Born 1975; 1999 MA in History at University of Warsaw; 2000 MA in Political Science at Central European University (Budapest); 2007 doctorate in Sociology at University of Warsaw; 2001 New School for Social Research visiting fellowship; since 2006 – collaborator of KARTA Center in Warsaw; 2010-2012 initiator and the head of Social Memory Laboratory at Institute of Sociology, University of Warsaw; since 2011 – leader of Genealogies of Memory project at European Network Remembrance and Solidarity; 2012-2013 FRIAS Fellowship.

 

PUBLICATIONS

  • (with Anka Grupińska) Buntownicy. Polskie lata 70. i 80. (Warszawa 2011).
  • (ed., with Marta Bucholc et altera) Polska po 20 latach wolności (Warszawa 2011).
  • ZBoWiD i pamięć drugiej wojny światowej: 1949-1969 (Warszawa 2009).
  • Związek Młodzieży Polskiej w terenie. Stalinowska próba modernizacji opornej rzeczywistości (Warszawa 2000).
  • (with Kornelia Kończal), Erinnerungsforschung in Polen: Traditionen, Konzepte, (Dis)-Kontinuitäten, Osteuropa 2012, no. 5: 19-46. (Polish version in Kultura i Społeczeństwo 2011, no 4: 11-63).
  • History and Memory: The Social Frames of Contemporary Polish Historiography, Acta Poloniae Historica 2011,  vol. 103: 127-146.
  • (with Zuzanna Bogumił), Narracje zniszczenia. Trauma wojenna w muzeach miejskich Petersburga, Warszawy i Drezna, Kultura i Społeczeństwo 2010, no. 4: 3-23.
  • (with Zuzanna Bogumił), Das Bild 'des Deutschen'. Die Visualisierung der NS-Besatzung in ausgewählten Warschauer Museeen. (trans. from Polish by Peter O. Loew).  In: Dieter Bingen, Peter O. Loew, Dietmar Popp (eds.), Visuelle Erinnerungskulturen und Geschichtskonstruktionen in Deutschland und Polen seit 1939 (Warszawa 2009: 189-204).
  • On the Making of WWII Myths: War Veterans, Victims and the Communist State in Poland, 1949-1969. In:  Natali Stegmann (ed.), Die Weltkriege als symbolische Bezugspunkte: Polen, die Tschechoslowakei und Deutschland nach dem Ersten und Zweiten Weltkriegs (Prague 2009: 189-208).
  • Kriegsgeschichten. Juden als Deutsche in Polen, 1967–1968 (trans. from Polish by Rainer Mende). In: Dieter Bingen, Peter O. Loew, Kazimierz Wóycicki (eds.): Die Destruktion des Dialogs, Harrassowitz (Wiesbaden 2007: 162-175).

 

FRIAS RESEARCH PROJECT

 

"Theorizing Memory in the Suburb of Europe. Polish Intellectuals' Western Encounters"

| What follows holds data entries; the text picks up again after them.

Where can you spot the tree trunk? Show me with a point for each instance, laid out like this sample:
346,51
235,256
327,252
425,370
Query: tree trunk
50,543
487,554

Even a quick glance at recently published international readers on theoretical aspects of social memory shows that they are built on an omission. While canonizing some concepts from Western studies since the beginning of the twentieth century until today, they leave almost no room for the ideas born east of Germany. The slow opening of Westerners' eyes on the peculiarities of 'bloodlands' experience should also lead to (re)discovering memory categories coined in this context. The purpose of the project is to explore and (re)construct the field of Polish memory studies with the respect to its early antecedents in both sociology and history, as well as to its recent interdisciplinary developments. The main questions fall into the field of inquiry of intellectual history. They concern originality and specificity of the categories used by memory theorists and researchers in Poland, as well as the scope of their dependence on French, British/American and German influences. They try to bring together macro-historical circumstances in which the 'memory' ideas were formulated (as stateless nation-building process in the nineteenth century, consequences of ruptures of two world wars, communist seizure and loss of power, and finally, the recently accelerating process of academic integration with the global market of ideas) with micro-stories of intellectual lives of selected scholars who worked on the themes of tradition/historical consciousness/memory. To paraphrase Aleida Assmann’s metaphor on the 'canon' and the 'archive' of the cultural memory: the humanities of Eastern Europe are still in the archive of the European intellectual identity. They are 'stored and potentially available, but not interpreted'. It is the task of academic researchers 'to examine the contents of the archive and to reclaim the information by framing it within a new context'.